The time periods in the various cases overlap the time period here. Mr. Hill was arrested in June of 1988. One of the defendants in Gookins was arrested in June of 1987. (See Footnote 1, p. 65 of Gookins, supra). Another Kane arrest was reportedly in January 1989. See 134 N.J.L.J. 986.
Furthermore, here as in his other crimes, Officer Kane had a personal stake. He was driving his own car and claimed that Mr. Hill hit his car. Officer Kane submitted a damage claim for $160 to Mr. Hill’s insurance company. Mr. Hill denied that he struck the officer’s car. One cannot escape the conclusion that this officer with his penchant for arresting and then stealing decided to have pre-existing damage to his personal car repaired at the expense of Richard Hill.
The evidence of innocence is compelling. The defendant’s mother testified that her son wasn’t staggering and gave no indication that he was under the influence of alcohol; that there was no damage to the son’s motorcycle; and that the police didn’t even look to see if there was any damage to the motorcycle. A neighbor testified that she saw Mr. Hill drive into the driveway in his usual way with his headlights on. Officer Kane testified that Mr. Hill’s headlights were off. Officer Homeff offered no support for his fellow police officer’s testimony.
*236In short, this conviction rests upon the evidence of a corrupt police officer who likely acted in this case, as he acted in many other cases, to “frame” an innocent person in order to line his pockets.
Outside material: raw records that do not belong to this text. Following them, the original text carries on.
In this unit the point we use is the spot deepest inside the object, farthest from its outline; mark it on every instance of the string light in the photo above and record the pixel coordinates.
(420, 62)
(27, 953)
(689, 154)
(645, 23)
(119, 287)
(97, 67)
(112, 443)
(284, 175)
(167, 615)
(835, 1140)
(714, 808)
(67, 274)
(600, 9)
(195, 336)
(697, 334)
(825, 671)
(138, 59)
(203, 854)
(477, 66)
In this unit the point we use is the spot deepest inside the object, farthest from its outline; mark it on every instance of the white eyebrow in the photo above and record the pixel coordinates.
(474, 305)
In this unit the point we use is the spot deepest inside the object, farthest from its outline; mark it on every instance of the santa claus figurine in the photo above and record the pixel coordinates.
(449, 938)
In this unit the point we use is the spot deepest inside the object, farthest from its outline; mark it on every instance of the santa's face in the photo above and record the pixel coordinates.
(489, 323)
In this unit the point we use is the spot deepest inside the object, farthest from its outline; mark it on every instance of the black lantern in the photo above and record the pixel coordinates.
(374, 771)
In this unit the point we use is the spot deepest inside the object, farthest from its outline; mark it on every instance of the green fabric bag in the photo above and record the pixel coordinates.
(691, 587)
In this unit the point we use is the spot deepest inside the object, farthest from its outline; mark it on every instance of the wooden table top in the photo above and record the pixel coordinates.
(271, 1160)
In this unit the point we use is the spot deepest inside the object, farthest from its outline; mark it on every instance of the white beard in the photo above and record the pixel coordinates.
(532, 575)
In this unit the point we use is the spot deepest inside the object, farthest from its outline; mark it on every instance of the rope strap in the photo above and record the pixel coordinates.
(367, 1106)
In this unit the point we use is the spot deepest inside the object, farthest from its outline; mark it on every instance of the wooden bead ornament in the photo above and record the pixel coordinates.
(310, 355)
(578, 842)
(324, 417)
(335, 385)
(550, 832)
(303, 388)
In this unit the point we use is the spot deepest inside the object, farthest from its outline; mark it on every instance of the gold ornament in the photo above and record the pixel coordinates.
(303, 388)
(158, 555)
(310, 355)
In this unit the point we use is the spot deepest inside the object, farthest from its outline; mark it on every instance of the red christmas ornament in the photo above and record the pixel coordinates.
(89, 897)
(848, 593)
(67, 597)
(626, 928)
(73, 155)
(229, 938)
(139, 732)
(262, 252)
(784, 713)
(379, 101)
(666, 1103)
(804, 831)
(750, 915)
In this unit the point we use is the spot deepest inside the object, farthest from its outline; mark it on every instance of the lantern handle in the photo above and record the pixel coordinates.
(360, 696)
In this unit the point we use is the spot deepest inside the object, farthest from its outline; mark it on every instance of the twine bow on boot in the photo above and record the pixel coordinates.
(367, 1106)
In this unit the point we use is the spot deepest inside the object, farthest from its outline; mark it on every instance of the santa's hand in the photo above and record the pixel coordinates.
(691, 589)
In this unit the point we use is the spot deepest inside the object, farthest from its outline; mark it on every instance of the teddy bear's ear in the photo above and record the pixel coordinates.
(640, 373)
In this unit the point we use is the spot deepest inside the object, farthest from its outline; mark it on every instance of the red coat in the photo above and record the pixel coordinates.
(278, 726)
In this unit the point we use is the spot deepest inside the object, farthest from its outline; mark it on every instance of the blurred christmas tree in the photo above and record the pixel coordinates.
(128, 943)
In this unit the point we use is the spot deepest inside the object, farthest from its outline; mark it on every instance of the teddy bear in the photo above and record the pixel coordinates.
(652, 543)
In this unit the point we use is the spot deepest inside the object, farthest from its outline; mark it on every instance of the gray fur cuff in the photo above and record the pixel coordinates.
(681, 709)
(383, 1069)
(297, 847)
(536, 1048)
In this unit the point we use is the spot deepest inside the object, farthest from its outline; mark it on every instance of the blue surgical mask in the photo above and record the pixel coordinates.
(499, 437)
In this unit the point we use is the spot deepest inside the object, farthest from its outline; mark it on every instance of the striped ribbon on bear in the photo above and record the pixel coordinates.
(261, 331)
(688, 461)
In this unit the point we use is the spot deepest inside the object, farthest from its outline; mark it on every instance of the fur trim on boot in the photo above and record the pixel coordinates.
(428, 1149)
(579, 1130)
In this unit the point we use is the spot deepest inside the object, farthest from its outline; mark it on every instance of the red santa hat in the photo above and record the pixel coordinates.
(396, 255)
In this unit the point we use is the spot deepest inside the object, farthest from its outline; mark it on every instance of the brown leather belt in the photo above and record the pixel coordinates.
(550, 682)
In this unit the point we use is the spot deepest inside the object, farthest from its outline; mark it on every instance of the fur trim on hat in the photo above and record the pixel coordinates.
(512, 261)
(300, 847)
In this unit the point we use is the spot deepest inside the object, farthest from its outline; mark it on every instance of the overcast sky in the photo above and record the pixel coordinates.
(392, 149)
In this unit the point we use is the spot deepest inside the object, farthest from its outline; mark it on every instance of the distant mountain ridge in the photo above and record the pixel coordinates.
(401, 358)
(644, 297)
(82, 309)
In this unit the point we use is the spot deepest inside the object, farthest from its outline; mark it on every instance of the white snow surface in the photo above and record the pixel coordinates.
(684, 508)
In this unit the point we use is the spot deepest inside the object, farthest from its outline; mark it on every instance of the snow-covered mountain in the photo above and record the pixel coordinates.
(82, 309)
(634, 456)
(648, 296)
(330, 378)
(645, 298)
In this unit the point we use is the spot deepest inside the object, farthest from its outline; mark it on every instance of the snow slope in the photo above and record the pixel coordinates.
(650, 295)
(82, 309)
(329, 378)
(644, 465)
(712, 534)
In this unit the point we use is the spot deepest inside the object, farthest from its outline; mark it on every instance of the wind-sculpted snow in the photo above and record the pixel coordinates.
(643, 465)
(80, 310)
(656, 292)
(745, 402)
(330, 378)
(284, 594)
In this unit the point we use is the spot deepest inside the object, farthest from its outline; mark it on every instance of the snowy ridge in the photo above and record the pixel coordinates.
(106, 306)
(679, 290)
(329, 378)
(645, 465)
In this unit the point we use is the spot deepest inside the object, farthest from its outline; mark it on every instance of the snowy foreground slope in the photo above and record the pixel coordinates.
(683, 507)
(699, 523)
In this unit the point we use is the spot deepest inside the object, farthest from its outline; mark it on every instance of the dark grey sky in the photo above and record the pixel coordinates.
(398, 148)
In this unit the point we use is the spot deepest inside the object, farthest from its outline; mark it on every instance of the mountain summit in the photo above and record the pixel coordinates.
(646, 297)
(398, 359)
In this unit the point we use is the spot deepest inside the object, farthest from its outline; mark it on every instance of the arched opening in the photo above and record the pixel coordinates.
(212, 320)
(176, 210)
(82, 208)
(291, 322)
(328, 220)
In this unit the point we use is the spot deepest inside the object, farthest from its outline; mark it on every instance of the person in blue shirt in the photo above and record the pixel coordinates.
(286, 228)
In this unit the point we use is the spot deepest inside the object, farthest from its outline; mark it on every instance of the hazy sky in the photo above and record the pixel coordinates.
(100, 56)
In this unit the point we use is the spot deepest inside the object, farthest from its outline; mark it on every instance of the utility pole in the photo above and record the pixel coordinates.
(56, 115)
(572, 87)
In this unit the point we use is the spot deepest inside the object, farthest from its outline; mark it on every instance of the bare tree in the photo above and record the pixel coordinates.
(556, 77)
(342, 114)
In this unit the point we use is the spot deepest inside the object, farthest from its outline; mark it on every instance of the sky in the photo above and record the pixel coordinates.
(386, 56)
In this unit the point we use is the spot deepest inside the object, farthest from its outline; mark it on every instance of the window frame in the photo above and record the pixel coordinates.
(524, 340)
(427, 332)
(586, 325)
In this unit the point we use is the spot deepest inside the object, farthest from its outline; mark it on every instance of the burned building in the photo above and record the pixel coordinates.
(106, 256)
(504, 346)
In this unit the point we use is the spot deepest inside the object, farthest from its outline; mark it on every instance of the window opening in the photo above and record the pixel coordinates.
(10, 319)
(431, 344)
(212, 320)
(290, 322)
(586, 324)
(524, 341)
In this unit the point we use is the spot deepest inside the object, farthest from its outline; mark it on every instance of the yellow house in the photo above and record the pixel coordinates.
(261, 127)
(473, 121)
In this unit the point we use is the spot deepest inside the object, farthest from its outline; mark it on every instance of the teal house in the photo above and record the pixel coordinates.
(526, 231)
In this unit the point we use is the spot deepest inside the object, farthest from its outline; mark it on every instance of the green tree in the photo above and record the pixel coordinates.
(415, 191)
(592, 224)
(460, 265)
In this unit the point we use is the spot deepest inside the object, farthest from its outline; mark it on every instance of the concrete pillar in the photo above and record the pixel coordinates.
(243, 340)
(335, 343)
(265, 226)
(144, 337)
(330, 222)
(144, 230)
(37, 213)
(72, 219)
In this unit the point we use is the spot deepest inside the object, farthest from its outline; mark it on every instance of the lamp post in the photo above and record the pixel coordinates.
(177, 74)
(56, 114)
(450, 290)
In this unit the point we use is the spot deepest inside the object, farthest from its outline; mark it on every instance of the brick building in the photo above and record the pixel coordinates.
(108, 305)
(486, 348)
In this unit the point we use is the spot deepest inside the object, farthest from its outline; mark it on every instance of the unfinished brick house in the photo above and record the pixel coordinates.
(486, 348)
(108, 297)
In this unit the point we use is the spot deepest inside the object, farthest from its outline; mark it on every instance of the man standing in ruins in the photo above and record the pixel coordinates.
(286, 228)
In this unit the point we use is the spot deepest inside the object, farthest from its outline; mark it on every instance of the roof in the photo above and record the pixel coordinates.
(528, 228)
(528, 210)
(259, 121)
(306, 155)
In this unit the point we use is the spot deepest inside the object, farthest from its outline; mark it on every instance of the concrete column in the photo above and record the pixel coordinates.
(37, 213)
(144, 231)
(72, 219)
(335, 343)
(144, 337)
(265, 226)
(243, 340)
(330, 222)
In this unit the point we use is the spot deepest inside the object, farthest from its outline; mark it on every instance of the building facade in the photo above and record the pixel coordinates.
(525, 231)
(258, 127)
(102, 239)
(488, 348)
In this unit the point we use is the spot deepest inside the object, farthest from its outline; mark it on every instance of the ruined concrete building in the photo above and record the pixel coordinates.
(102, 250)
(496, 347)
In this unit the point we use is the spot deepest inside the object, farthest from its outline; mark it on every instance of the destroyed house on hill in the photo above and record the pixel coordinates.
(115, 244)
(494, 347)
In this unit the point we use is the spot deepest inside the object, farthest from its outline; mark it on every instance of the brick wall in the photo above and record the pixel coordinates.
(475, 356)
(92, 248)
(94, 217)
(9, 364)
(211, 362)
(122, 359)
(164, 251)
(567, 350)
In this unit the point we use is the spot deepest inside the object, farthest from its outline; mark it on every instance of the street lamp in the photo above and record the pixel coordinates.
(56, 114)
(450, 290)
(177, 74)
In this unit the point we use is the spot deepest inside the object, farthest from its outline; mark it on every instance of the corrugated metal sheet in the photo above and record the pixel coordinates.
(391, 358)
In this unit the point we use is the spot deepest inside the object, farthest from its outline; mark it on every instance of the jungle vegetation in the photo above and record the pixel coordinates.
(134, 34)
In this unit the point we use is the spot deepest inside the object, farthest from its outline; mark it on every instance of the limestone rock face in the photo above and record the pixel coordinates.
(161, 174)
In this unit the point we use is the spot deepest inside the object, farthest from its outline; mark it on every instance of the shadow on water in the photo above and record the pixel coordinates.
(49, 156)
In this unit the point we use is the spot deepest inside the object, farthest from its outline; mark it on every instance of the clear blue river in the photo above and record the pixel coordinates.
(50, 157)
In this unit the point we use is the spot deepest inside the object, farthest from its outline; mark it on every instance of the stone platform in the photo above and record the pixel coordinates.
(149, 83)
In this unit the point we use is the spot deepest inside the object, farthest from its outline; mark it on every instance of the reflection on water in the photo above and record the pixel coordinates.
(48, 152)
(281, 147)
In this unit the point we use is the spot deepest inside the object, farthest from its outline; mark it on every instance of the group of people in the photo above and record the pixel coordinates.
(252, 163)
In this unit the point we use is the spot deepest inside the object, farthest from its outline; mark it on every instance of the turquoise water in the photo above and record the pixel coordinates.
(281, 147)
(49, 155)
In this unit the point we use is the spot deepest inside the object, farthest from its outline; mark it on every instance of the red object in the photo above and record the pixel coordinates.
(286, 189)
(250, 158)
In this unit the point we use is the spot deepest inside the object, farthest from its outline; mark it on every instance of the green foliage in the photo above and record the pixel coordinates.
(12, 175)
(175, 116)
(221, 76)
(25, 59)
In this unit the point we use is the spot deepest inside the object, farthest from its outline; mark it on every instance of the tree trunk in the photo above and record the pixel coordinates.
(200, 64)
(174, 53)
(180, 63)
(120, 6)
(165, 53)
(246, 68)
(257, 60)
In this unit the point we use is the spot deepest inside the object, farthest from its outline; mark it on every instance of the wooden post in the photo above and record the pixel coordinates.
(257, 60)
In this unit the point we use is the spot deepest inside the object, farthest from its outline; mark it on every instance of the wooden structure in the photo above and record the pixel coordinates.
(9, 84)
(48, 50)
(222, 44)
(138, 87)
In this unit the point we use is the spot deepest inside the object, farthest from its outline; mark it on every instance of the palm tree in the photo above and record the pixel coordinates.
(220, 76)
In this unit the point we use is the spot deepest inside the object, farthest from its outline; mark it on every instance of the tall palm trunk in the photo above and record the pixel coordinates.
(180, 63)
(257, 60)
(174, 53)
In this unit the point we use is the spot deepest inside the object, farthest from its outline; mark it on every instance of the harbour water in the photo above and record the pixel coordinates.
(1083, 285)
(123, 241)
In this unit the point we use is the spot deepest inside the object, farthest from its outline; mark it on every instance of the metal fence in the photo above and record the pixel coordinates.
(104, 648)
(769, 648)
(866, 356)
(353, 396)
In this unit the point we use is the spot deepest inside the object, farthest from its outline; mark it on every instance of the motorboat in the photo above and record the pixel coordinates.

The majority rely on our rules of court to deny Mr. Hill any relief. We should never forget that our court rules are a
means to justice, and not an end in themselves; their purpose is to provide for a just determination of every proceeding____(they are) not designed to create an injustice and added complications, but ‘to broaden the procedural powers of our courts to the end that just disposition on the merits may be facilitated and determinations on the basis of procedural niceties may be avoided’.
[State v. Emmett, 108 N.J.Super. 322, 325, 261 A.2d 374 (App.Div.1970).]
In Romano v. Kimmelman, 96 N.J. 66, 92, 474 A.2d 1 (1984) our Supreme Court implied that it would consider relaxing the time bars in our court rules on seeking new trials, if it appeared likely that breathalyzer test results had been tainted resulting in a widespread miscarriage of justice.
A judicial remedy should “always be available” to protect the innocent. See address by U.S. Attorney General Homer Cummings before the Institute on Federal Rules of Criminal Procedure. 3 F.R.D. 287. See also opinion of Judge Weinfeld in U.S. v. Kaplan, 101 F.Supp. 7, 13-14 (S.D.N.Y.1951).
Justice demands that Richard Hill be given a new trial.